Giovedì mattina, davanti al giudice Luca Marini, il processo nei confronti del marito si è però concluso con un’assoluzione perché il fatto non sussiste. Lei, parte civile rappresentata dall’avvocato Stefania Smanio, ha raccontato le numerose angherie subite nel tempo: ha riferito di essere stata picchiata, anche davanti al figlio minorenne della coppia, ha raccontato episodi in cui lui le lanciava anche bottiglie di birra, le ingiurie, minacce di morte rivolte e lei e a sua madre. Un episodio in particolare è quello che l’ha condotta alla denuncia: la donna ha infatti raccontato che un giorno il marito le ha puntato un coltello da cucina alla gola e lei, spaventata, scappò in campagna, dove trascorse la notte, non prima di aver allertato i carabinieri.

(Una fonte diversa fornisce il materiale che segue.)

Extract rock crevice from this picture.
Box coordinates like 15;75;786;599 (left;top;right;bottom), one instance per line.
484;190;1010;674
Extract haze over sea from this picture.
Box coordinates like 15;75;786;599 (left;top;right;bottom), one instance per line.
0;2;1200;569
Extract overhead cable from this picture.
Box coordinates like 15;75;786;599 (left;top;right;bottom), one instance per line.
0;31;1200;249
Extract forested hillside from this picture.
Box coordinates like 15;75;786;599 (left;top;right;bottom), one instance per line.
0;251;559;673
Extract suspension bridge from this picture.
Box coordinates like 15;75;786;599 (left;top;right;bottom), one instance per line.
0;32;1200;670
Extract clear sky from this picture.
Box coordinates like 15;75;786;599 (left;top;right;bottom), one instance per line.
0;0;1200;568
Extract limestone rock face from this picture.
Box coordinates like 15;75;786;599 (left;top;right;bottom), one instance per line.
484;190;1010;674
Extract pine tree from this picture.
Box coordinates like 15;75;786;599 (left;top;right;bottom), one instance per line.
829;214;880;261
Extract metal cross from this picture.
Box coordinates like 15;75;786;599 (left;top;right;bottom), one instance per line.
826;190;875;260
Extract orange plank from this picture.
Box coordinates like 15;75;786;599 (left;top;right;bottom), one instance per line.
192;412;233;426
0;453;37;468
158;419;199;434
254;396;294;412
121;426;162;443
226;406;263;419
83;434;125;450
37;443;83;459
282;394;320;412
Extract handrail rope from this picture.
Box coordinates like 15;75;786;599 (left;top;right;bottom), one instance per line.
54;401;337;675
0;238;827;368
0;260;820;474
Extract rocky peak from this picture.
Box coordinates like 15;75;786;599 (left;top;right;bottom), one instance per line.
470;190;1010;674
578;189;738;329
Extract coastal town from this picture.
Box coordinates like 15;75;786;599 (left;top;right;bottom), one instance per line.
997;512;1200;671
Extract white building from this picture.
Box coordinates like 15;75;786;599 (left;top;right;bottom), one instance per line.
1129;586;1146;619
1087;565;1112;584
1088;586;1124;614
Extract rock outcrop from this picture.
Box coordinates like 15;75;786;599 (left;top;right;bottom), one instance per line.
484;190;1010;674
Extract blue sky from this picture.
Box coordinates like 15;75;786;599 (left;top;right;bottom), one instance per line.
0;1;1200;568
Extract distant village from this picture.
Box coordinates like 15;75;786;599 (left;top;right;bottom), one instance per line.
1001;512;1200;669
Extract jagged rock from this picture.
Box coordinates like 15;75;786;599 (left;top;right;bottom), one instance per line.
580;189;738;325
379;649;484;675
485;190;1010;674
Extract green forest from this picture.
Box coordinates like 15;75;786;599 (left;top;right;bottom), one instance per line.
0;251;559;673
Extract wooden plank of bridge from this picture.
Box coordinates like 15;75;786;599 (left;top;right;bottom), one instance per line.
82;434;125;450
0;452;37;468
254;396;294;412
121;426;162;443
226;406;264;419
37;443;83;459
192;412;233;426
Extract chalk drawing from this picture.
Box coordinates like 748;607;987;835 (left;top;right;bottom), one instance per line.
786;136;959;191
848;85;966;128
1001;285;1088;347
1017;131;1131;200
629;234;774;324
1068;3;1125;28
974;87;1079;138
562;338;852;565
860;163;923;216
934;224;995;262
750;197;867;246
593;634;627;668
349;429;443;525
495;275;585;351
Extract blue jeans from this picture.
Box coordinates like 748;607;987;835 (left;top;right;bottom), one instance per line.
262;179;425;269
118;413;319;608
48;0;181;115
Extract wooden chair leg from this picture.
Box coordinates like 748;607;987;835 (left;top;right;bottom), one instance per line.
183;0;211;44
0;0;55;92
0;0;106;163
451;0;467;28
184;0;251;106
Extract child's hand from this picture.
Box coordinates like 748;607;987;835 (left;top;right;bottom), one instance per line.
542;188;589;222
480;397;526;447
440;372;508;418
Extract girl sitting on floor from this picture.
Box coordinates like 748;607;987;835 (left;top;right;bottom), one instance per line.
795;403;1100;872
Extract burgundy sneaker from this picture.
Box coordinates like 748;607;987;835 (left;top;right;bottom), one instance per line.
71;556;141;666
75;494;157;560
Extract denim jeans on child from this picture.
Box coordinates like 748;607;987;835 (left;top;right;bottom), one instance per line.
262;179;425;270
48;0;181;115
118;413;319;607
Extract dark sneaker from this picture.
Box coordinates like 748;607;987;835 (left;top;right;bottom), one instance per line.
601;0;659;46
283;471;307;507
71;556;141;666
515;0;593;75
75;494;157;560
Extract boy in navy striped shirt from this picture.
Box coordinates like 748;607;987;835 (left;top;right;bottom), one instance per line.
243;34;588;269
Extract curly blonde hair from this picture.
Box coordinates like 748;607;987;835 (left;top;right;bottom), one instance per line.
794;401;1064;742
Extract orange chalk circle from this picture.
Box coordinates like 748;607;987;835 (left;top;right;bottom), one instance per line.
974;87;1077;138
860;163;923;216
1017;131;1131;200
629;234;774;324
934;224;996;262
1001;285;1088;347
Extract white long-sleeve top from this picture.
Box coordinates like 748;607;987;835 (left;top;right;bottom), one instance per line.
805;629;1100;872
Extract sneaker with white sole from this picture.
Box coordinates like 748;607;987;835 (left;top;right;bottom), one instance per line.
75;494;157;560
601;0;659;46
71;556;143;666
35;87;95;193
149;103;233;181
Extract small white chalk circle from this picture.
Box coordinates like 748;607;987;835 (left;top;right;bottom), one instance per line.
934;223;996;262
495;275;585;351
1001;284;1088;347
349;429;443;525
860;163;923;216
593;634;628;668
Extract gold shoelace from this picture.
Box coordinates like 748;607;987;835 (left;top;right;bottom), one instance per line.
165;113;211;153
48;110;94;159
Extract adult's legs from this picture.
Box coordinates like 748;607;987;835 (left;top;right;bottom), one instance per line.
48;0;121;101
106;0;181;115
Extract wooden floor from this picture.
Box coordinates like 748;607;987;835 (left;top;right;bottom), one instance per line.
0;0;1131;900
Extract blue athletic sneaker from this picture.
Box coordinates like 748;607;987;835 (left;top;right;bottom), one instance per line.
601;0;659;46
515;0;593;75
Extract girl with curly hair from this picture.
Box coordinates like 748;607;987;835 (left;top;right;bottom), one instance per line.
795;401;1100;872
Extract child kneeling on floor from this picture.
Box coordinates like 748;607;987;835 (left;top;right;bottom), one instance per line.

In udienza sono stati sentiti alcuni testimoni che in sostanza non hanno confermato le violenze, ma hanno rilevato l’esistenza di un clima di tensione interno alla coppia. Lui – difeso dagli avvocati Gianni Ricciuti e Vittorio Zappaterra – ha ammesso in parte le sue colpe, scusandosi per quanto fatto: ha riferito al giudice di aver passato un momento drammatico, una crisi di lavoro, la mancanza di soldi e la morte del padre. Ha anche ammesso di aver spaccato alcuni oggetti in casa, come un armadio preso a pugni. L’episodio della minaccia con il coltello è però raccontato in maniera differente: non alla gola, ma avrebbe tagliato la borsetta della moglie, riconoscendo però che questo – giustamente – avrebbe potuto preoccuparla. L’uomo è stato però fermo nell’escludere di aver mai picchiato o procurato lesioni alla moglie.
Ed è probabilmente apparso molto sincero agli occhi del giudice che l’ha mandato a casa assolto pienamente dall’accusa di maltrattamenti. Alla fine un pianto liberatorio.